Phans know the numbers. Fantasy owners do, too. But those who watch game after game know the rub. The dramatic moments elude Abreu, no matter how much out-of-town broadcasters gush. It simply can’t be ignored. The season’s biggest on-field moment belongs to Utley, and after a scorching May-June, his numbers have leveled off into a typical Bobby year.
Line: .307 BA, 428 .OBP, .526 SLG, 18 HR, 67 BB, 21 SB, etc.
Best game: July 4 12-1 win at Pittsburgh. His three-run homer came at a critical moment, and he finished with a season-best 5 RBIs on the day.
Brett Myers, SP: The man that renewed our faith in Ed Wade’s golden pitching prospects, Myers lived up to his 12th pick overall status by adding pitches and improving his existing repertoire.
Early on, it was a cutter that locked up hitters, fashioned after the one Jon Lieber throws. Lately, it’s a devastating breaking pitch, in full force in his 8 1-3 innings against Atlanta on July 2. Please give this man some runs or he’ll skip town.
Line: 6-5, 3.20 ERA, 113 SO, 35 BB, 14 HR, .228 BAA
Best game: July 2 vs. Atlanta. Stopped them cold with 8 innings of shutout ball to go with nine strikeouts. Breaking ball devastating in this one.
Cory Lidle, SP: A feather in the cap of bloggers that said the best pitcher for Citizen’s Bank Park was one that kept the damn ball on the ground, Lidle has accomplished everything Jon Lieber was supposed to this season. Allowing just seven homers, he’s a model of consistency without flash, rewarded with the No. 2 spot in the rotation after the break. Often compared with Greg Maddux in his ability to think two pitches ahead, he and Myers could be frontline-caliber in half number two.

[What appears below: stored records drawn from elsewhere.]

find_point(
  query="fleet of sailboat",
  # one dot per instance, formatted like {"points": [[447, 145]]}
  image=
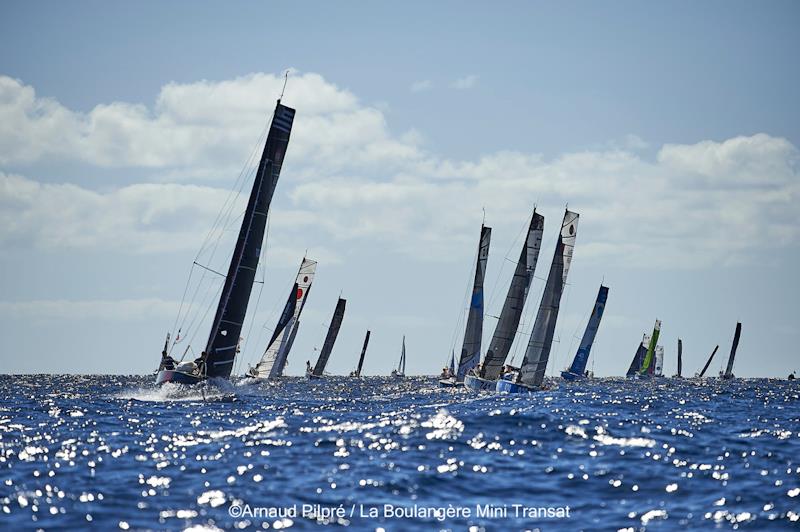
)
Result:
{"points": [[491, 374]]}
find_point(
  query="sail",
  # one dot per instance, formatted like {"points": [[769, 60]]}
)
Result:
{"points": [[647, 363], [582, 356], [227, 325], [274, 358], [363, 354], [636, 363], [471, 349], [659, 361], [536, 356], [330, 338], [507, 325], [736, 335], [708, 362]]}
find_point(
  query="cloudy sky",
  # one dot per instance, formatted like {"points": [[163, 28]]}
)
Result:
{"points": [[672, 129]]}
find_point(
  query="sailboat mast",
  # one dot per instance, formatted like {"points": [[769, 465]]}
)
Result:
{"points": [[227, 325]]}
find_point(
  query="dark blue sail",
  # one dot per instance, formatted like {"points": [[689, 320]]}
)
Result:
{"points": [[227, 325], [578, 366]]}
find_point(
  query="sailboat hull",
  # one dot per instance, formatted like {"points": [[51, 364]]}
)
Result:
{"points": [[477, 384], [178, 377]]}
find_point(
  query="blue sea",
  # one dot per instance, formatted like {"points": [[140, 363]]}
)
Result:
{"points": [[115, 452]]}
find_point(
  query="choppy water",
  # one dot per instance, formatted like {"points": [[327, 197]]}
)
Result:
{"points": [[115, 452]]}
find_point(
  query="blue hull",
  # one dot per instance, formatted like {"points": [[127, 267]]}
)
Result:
{"points": [[514, 387], [178, 377], [477, 384]]}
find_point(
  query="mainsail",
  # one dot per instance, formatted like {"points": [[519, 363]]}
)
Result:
{"points": [[582, 356], [708, 362], [330, 338], [647, 363], [507, 325], [357, 373], [471, 349], [636, 363], [536, 356], [729, 369], [274, 359], [227, 325]]}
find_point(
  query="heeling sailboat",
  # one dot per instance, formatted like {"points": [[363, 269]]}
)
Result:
{"points": [[357, 372], [471, 348], [216, 360], [578, 368], [531, 374], [729, 368], [330, 339], [507, 325], [708, 363], [648, 367], [400, 372], [273, 361], [636, 363]]}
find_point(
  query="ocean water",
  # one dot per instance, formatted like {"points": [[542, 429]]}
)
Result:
{"points": [[113, 452]]}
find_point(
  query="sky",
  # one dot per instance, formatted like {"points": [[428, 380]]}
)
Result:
{"points": [[672, 129]]}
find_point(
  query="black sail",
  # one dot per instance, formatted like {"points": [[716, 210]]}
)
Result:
{"points": [[227, 325], [363, 354], [330, 338]]}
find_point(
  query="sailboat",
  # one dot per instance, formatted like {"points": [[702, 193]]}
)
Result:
{"points": [[273, 361], [216, 360], [680, 359], [327, 346], [530, 376], [729, 368], [638, 357], [577, 369], [357, 372], [708, 363], [400, 372], [647, 369], [471, 348], [506, 329]]}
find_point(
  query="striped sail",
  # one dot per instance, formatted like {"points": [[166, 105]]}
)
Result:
{"points": [[330, 338], [582, 356], [226, 328], [274, 359], [471, 348], [647, 363], [536, 356], [507, 325]]}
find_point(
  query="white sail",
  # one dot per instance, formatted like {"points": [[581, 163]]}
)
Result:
{"points": [[274, 359], [538, 353]]}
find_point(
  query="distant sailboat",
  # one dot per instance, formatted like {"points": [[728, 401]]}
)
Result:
{"points": [[357, 372], [273, 361], [510, 316], [400, 372], [680, 359], [471, 348], [216, 360], [531, 374], [708, 362], [330, 339], [729, 369], [648, 367], [638, 357], [578, 368]]}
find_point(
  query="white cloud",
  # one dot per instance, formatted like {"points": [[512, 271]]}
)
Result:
{"points": [[421, 86], [467, 82]]}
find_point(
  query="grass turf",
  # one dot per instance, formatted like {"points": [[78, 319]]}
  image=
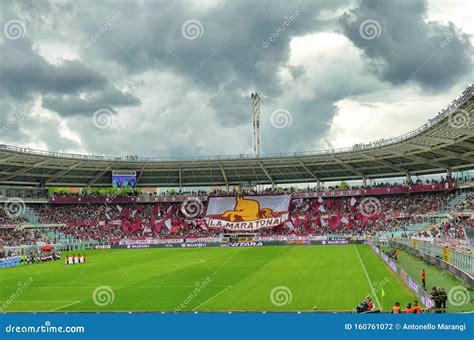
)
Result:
{"points": [[266, 278], [436, 277]]}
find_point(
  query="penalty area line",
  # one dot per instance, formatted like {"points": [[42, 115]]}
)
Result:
{"points": [[212, 297], [69, 304]]}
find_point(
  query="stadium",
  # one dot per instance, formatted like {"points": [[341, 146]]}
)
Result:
{"points": [[236, 169], [93, 233]]}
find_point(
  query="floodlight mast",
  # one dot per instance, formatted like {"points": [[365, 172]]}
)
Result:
{"points": [[256, 123]]}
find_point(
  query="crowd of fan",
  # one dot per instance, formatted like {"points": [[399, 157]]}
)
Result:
{"points": [[452, 227], [234, 191], [18, 237]]}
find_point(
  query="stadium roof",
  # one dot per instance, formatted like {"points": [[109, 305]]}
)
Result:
{"points": [[445, 143]]}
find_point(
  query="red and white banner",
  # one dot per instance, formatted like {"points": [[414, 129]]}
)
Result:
{"points": [[247, 212]]}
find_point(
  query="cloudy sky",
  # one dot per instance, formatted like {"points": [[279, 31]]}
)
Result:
{"points": [[174, 78]]}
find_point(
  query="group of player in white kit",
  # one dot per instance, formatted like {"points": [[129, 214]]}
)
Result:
{"points": [[75, 259]]}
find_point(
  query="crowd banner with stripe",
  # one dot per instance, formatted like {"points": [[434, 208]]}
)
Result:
{"points": [[247, 212]]}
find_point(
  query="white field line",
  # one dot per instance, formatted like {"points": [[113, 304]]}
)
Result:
{"points": [[212, 297], [368, 279], [69, 304]]}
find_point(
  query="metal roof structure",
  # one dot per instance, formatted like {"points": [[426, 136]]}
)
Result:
{"points": [[445, 143]]}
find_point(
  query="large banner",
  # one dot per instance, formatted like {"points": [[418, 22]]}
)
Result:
{"points": [[247, 213]]}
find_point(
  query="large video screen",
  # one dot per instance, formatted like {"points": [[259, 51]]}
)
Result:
{"points": [[124, 179]]}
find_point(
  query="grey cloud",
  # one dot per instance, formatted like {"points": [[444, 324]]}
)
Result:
{"points": [[403, 47]]}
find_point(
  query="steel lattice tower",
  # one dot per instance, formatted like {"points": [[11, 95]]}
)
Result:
{"points": [[256, 123]]}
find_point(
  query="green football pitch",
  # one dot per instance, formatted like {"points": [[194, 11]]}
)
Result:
{"points": [[269, 278]]}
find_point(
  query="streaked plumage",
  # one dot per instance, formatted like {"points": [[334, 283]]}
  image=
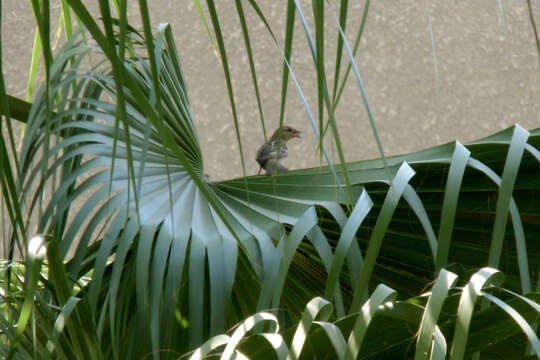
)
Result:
{"points": [[271, 154]]}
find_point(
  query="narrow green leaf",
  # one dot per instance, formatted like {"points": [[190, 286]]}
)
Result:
{"points": [[466, 306], [451, 194], [439, 293], [394, 193]]}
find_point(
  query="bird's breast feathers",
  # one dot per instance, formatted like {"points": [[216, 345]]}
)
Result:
{"points": [[271, 151]]}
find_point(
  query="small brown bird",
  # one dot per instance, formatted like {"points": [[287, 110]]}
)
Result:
{"points": [[271, 154]]}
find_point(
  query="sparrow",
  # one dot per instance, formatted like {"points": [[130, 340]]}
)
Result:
{"points": [[271, 154]]}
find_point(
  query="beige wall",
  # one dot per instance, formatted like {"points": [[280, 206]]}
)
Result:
{"points": [[488, 75]]}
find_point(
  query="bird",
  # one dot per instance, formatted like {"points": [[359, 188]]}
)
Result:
{"points": [[271, 154]]}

Line: 8-6, 3.65 ERA, 74 SO, 24 BB, 7 HR, .259 BAA
Best game: Plenty of candidates, including a May 22 complete game in Baltimore and an 11 strikeout game at Milwaukee May 11. But I’m going with his latest, eight innings and seven strikeouts of shutout ball against the Nationals on a hot July 9.
Pat Burrell, OF: The Bat was back, but in spurts. He and Derrek Lee shared the title of hottest hitters in baseball for a few weeks as Burrell earned player of the week honors twice, the first Phillie to do it since Von Hayes.
Since the 12-1 homestand, he’s reverted back to 2003 mode: visibly thinking too much, pulling off too much. His approach in April was to step in and hack, his stated plan back in Spring Training. Time to hack, Pat.
Line: .283 BA, .373 OBP, .498 SLG, 17 HR, 63 RBI, 87 SO, 42 BB
Best game: Bopped a big, go-ahead three-run homer against Milwaukee on June 11. Also had a big, five RBI game way back on April 9 against St. Louis. That was Gavin Floyd’s only win.
Stuck in the middle (in order): Kenny Lofton, Billy Wagner, Jimmy Rollins, Jon Lieber, Robinson Tejeda, Jason Michaels, Ryan Madson (last year’s first-half MVP), David Bell, Aaron Fultz, Randy Wolf.